光嶋裕介建築設計事務所
光嶋 裕介Koshima Yusuke
2016年度インタビュー
1998年 早稲田大学理工学部建築学科入学
2002(平成14)年 早稲田大学理工学部建築学科卒
2004(平成16)年 同修士課程修了
2004(平成16)年 ザウアブルッフ・ハットン・アーキテクツ(ドイツ・ベルリン)勤務
2008(平成20)年 ドイツより帰国。光嶋裕介建築設計事務所設立
2009(平成21)年 一級建築士免許取得

作家・内田樹の自宅兼合気道場「凱風館」、「レッドブル・ジャパン・本社オフィス(内装デザイン)」、「祥雲荘」などを手掛ける。ASIAN KUNG-FU GENERATIONのステージデザインとドローイングを担当したほか、執筆やイラストでも注目を集める。首都大学東京助教等を経て、大阪市立大学非常勤講師、神戸大学客員准教授に就任。
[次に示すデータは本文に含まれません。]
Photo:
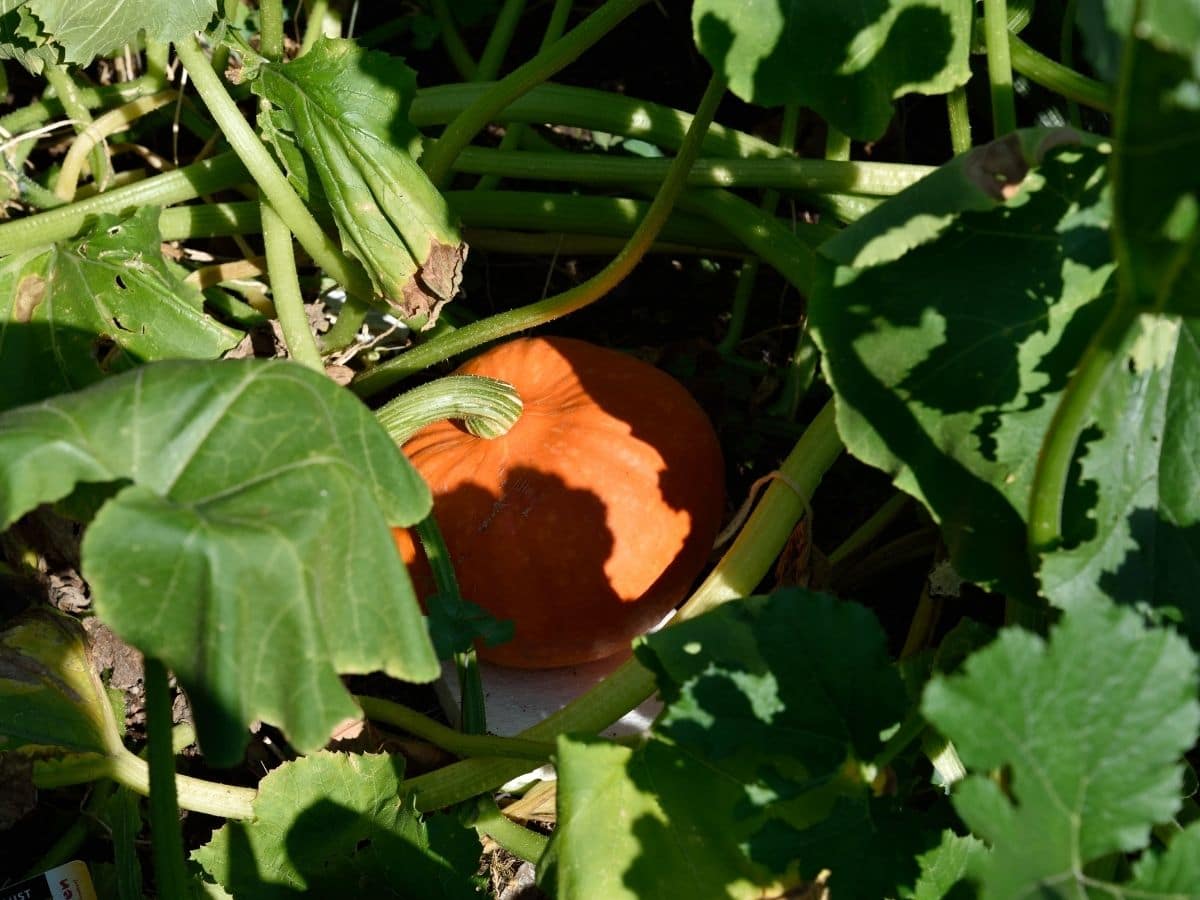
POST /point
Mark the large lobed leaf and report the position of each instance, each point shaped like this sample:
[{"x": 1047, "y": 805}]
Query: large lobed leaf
[
  {"x": 346, "y": 111},
  {"x": 87, "y": 29},
  {"x": 847, "y": 61},
  {"x": 1090, "y": 727},
  {"x": 749, "y": 777},
  {"x": 333, "y": 825},
  {"x": 95, "y": 306},
  {"x": 1139, "y": 539},
  {"x": 951, "y": 319},
  {"x": 250, "y": 550}
]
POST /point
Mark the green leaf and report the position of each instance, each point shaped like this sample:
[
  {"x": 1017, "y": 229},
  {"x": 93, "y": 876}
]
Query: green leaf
[
  {"x": 49, "y": 693},
  {"x": 1089, "y": 729},
  {"x": 749, "y": 777},
  {"x": 347, "y": 112},
  {"x": 23, "y": 40},
  {"x": 847, "y": 61},
  {"x": 951, "y": 319},
  {"x": 1139, "y": 462},
  {"x": 97, "y": 305},
  {"x": 947, "y": 864},
  {"x": 252, "y": 552},
  {"x": 333, "y": 825},
  {"x": 1173, "y": 874},
  {"x": 87, "y": 29},
  {"x": 1157, "y": 142},
  {"x": 1104, "y": 25}
]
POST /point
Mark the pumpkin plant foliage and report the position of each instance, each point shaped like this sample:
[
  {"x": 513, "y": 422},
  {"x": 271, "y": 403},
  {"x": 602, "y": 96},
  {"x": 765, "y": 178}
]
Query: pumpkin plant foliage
[
  {"x": 990, "y": 689},
  {"x": 247, "y": 529}
]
著書に『みんなの家。建築家一年生の初仕事』『建築武者修行 放課後のベルリン』等がある。2016年9月、ミシマ社より『これからの建築〜スケッチしながら考えた』を上梓予定。

学生時代は、何かやりたいことを見つけて――僕としては建築家になることでしたが――、学部の4年ないし院卒までの6年のあいだ、それをどんどん掘り続ける時間だと思います。
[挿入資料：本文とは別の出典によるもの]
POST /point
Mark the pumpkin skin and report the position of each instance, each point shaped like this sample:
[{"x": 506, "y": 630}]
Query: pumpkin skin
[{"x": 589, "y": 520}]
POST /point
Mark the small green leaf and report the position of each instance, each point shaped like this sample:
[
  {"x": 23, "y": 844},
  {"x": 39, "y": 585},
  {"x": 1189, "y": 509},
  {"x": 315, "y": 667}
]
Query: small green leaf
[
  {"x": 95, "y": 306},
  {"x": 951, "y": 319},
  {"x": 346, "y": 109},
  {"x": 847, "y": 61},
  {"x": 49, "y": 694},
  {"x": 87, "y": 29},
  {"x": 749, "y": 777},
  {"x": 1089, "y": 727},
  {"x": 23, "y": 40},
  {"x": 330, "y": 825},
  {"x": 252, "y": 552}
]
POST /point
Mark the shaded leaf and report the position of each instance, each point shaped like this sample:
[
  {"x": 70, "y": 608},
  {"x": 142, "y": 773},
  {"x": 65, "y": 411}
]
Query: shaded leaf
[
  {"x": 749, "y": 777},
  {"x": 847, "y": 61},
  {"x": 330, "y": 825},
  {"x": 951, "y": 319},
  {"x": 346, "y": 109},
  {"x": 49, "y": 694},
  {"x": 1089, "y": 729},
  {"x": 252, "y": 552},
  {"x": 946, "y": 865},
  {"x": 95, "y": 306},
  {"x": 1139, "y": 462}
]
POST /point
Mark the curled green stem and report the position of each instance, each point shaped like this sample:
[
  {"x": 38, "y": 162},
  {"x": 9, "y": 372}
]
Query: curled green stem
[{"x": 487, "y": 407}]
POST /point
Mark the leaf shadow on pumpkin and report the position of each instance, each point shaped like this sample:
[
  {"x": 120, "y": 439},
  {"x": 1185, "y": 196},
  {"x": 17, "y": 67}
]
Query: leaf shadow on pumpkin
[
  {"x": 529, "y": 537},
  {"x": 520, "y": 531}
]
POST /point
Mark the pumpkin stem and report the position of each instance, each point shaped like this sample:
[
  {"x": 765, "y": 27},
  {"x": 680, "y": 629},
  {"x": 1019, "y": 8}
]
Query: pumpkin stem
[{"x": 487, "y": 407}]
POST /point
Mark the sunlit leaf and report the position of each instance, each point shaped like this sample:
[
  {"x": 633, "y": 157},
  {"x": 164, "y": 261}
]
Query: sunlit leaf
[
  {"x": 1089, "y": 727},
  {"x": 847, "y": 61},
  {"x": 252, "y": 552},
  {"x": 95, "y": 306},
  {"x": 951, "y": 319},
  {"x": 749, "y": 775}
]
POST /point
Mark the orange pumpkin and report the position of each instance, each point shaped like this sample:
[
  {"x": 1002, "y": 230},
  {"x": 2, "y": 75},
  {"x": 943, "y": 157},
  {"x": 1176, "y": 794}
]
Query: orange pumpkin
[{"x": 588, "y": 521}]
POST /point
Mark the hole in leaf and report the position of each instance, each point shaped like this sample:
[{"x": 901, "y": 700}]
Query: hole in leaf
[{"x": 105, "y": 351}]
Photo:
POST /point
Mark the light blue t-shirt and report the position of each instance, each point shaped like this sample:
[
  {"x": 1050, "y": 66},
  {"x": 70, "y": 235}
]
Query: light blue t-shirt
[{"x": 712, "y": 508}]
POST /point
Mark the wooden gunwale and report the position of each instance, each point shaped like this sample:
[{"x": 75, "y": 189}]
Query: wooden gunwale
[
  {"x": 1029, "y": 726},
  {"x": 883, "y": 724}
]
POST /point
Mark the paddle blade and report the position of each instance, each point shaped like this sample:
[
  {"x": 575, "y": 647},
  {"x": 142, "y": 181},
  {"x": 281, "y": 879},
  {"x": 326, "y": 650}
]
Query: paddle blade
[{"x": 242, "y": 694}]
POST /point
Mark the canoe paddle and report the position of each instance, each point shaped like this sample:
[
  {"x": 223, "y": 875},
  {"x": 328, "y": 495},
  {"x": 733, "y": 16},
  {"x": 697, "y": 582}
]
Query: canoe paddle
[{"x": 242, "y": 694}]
その作業をしなければ、社会に出てから、何の脈絡もなく、突然「明日からオレ、パン屋さんになる!」ということになりかねません。もちろん、それでもいいけれども、直感的にブレずにやり続けることでできる「強度」みたいなものは確実にある。自分の心の声がたしかに聞こえるようになるまでには、時間がかかるのです。
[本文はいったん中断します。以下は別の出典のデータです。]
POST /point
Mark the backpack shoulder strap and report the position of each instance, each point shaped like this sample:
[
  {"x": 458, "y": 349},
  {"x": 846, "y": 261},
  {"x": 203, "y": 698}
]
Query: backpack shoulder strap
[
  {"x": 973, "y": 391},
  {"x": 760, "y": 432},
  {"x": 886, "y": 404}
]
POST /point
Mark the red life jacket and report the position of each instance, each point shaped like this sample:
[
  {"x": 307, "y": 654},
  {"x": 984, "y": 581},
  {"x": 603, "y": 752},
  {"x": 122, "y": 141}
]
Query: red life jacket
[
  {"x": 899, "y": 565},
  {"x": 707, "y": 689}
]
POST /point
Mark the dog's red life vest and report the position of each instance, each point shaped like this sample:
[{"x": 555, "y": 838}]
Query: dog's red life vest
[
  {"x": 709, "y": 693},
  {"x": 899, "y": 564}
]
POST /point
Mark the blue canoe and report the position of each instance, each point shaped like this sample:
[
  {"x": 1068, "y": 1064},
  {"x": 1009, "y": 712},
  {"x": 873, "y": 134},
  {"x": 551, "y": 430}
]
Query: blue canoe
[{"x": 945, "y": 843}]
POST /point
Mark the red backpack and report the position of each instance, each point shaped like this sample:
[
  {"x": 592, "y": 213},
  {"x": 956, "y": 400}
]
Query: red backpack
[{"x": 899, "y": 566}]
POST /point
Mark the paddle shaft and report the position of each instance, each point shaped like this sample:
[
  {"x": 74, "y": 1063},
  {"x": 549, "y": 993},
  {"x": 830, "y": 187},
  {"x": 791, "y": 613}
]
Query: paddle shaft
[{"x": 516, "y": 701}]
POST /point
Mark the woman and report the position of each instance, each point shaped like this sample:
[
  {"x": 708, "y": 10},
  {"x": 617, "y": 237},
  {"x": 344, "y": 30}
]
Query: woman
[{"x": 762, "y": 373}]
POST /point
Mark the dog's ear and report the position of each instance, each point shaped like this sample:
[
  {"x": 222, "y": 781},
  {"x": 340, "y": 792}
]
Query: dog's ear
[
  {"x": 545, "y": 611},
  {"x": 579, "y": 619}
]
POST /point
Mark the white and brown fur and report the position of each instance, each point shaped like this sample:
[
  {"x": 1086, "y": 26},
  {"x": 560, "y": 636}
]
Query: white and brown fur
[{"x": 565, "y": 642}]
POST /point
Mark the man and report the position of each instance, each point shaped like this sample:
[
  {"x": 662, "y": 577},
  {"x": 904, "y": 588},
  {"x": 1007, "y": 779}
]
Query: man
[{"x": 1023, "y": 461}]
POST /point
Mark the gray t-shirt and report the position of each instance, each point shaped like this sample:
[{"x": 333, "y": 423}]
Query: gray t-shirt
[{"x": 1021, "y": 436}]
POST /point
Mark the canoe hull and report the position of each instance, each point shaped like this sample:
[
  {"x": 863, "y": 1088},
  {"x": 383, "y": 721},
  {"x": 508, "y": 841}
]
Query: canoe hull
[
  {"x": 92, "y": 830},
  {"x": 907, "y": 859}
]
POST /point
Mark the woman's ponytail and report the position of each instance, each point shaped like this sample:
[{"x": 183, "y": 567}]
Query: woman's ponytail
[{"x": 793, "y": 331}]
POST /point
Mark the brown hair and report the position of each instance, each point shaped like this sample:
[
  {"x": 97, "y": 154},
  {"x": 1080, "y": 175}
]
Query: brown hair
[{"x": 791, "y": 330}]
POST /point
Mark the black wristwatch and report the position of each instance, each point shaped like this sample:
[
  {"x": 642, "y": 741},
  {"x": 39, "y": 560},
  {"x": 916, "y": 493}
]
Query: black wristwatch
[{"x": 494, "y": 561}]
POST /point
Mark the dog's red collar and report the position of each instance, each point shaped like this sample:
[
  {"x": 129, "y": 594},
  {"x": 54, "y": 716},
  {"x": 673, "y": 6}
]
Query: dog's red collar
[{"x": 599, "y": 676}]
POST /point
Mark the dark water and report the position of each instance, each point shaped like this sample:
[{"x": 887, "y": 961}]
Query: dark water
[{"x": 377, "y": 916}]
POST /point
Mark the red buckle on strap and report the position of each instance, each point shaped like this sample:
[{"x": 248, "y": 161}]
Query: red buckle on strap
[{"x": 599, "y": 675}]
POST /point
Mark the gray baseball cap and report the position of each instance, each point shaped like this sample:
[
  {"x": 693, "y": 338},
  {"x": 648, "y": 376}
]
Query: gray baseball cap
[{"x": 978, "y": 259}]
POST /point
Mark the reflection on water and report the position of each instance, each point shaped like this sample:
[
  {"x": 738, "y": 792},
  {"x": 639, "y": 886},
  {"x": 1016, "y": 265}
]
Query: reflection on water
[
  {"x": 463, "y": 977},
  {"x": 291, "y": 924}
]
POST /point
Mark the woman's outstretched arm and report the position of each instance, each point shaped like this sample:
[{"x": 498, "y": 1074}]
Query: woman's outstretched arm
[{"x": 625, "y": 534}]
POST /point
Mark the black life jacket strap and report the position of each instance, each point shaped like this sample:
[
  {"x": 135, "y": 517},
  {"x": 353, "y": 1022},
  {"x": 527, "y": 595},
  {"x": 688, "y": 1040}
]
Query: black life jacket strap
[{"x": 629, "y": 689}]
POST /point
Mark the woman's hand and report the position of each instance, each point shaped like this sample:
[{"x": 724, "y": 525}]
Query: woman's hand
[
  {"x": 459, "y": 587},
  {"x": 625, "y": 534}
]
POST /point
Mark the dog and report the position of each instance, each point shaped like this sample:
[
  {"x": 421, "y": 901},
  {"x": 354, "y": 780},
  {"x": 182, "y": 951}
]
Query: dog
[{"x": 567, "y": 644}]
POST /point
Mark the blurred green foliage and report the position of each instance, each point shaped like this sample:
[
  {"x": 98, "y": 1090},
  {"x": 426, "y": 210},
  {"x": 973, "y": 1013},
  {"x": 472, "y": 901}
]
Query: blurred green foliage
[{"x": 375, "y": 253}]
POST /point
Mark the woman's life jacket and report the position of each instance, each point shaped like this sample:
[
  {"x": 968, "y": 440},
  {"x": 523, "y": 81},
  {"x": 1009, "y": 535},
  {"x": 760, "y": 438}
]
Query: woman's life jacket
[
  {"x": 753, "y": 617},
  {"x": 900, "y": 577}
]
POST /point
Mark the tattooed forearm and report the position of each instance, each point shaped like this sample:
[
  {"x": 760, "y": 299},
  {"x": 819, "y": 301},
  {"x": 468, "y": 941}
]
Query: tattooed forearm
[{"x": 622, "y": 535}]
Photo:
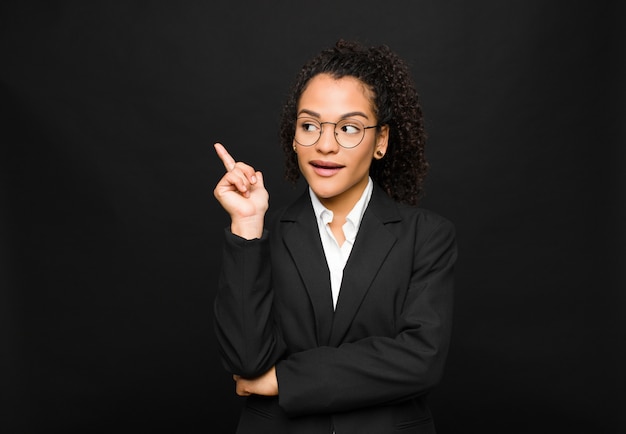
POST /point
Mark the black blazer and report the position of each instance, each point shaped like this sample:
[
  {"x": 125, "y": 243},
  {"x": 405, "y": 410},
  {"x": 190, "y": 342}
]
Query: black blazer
[{"x": 362, "y": 368}]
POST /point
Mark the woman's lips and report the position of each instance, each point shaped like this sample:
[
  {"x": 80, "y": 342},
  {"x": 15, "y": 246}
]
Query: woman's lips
[{"x": 325, "y": 168}]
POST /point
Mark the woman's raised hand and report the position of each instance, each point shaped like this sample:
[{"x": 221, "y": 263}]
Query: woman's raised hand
[{"x": 242, "y": 194}]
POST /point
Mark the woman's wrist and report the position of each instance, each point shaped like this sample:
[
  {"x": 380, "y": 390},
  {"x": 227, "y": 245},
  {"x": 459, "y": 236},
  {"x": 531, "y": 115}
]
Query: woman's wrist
[{"x": 248, "y": 228}]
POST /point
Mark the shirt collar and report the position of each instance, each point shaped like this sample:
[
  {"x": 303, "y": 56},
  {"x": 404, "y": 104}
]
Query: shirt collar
[{"x": 354, "y": 217}]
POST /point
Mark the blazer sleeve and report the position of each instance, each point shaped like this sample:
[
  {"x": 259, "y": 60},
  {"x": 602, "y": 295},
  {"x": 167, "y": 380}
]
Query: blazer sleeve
[
  {"x": 250, "y": 342},
  {"x": 382, "y": 370}
]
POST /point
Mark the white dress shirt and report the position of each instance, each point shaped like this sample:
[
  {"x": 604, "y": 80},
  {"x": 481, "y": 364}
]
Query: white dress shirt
[{"x": 337, "y": 256}]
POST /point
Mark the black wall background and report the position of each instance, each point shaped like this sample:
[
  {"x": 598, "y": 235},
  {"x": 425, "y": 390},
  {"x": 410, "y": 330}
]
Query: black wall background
[{"x": 110, "y": 236}]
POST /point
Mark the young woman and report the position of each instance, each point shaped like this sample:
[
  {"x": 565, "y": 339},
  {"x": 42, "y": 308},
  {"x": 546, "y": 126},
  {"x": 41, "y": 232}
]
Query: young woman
[{"x": 334, "y": 314}]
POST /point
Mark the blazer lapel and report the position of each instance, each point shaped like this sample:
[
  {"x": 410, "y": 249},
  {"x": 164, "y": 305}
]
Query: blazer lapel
[
  {"x": 372, "y": 244},
  {"x": 301, "y": 237}
]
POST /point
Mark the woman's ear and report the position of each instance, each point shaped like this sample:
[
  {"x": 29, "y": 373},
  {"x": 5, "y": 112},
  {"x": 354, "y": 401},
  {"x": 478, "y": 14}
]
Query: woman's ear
[{"x": 382, "y": 139}]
その意味で、自分にとっての核というべきものを作ってくれたのは、まちがいなく早稲田大学本庄高等学院で過ごした3年間でした。

付属校ですから、人より少し早く受験勉強から解放されます。ですから、やらされた勉強というよりは、好きなことばかり学びました。部活だけでも写真部、バスケ部、美術部に所属。バンドや読書もやりつつ、自分が何をしたいのか、何が得意なのかをじっくり見直していました。
なかでも真剣に取り組んだのが芸術です。絵描きになりたいと思い、美大志望者向けの専門学校にも通いました。しかし、そこは自分には合いませんでした。好きで自由に描いていた絵を、教わって描くのが嫌だということに気づいたのです。もちろん、周りの学生たちの絵は上手で、僕とはレベルが違いました。でも、負け惜しみじゃないけれど、似たような絵ばかりで、自分とは違うと思ったのです。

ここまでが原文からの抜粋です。